Almost every celebrated painter has at some time in his life sat for his portrait. Many have painted their own likenesses, not so much from motives of vanity, but as a matter of artistic interest. Others have posed as models to their fellow painters.

Correggio was an exception in this regard. The old biographer Vasari made many efforts to procure a portrait, and concluded that "he never took it himself, nor ever had it taken by others, seeing that he lived much in retirement."

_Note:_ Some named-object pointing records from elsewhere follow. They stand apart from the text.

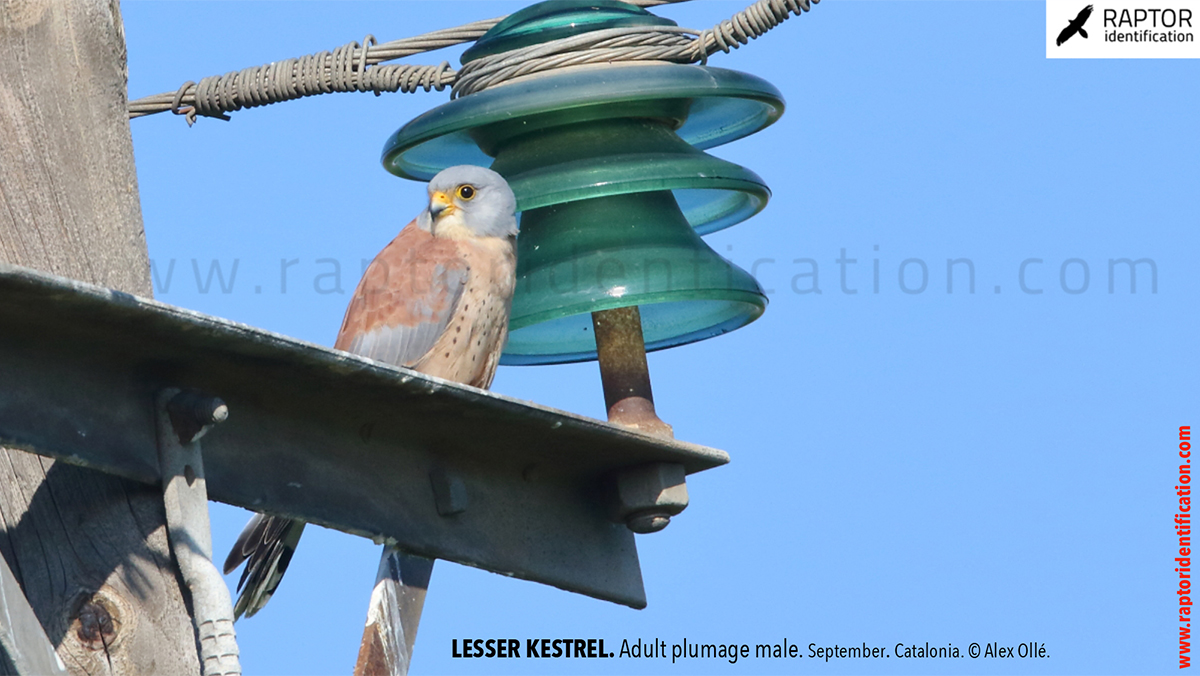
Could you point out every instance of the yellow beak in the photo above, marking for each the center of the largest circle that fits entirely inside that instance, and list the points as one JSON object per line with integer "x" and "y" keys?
{"x": 441, "y": 202}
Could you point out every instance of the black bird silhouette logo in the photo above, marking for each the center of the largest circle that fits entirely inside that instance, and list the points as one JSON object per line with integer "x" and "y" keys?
{"x": 1075, "y": 25}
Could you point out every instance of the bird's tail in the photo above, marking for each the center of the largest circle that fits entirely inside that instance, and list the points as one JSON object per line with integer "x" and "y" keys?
{"x": 267, "y": 545}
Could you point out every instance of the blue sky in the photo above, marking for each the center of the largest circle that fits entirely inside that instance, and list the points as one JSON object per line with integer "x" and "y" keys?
{"x": 907, "y": 467}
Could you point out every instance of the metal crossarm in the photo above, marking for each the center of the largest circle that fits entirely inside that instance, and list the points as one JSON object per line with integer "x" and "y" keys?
{"x": 441, "y": 470}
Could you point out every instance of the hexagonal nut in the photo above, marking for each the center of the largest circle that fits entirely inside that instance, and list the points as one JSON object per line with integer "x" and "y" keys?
{"x": 649, "y": 495}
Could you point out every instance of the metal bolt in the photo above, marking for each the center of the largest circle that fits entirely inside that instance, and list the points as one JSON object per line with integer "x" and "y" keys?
{"x": 192, "y": 413}
{"x": 621, "y": 350}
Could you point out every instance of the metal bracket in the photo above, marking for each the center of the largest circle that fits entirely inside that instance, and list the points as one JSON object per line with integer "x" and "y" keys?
{"x": 183, "y": 418}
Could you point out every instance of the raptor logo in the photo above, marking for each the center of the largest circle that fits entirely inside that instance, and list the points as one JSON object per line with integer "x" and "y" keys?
{"x": 1075, "y": 25}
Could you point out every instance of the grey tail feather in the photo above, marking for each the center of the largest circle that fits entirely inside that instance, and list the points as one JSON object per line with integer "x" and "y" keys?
{"x": 267, "y": 545}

In the northern part of Italy is the little town of Correggio, which gave its name to the painter whose works we are to study. His real name was Antonio Allegri, but in the sixteenth century a man would often be called by a nickname referring to some peculiarity, or to his birthplace. When Allegri went to Parma he was known as Antonio da Correggio, that is, Antonio from Correggio, and the name was then shortened to Correggio.

The art of Correggio was very justly summed up by his first biographer, Vasari.

The first biographer of Correggio was Vasari, in whose "Lives of the Painters, Sculptors, and Architects" is included a brief account of this painter. The student should read this work in the last edition annotated by E. H. and E. W. Blashfield and A. A. Hopkins. Passing over the studies of the intervening critics, Julius Meyer's biography may be mentioned next, as an authoritative work, practically alone in the field for some twenty-five years. This was translated from the German by M. C. Heaton, and published in London in 1876.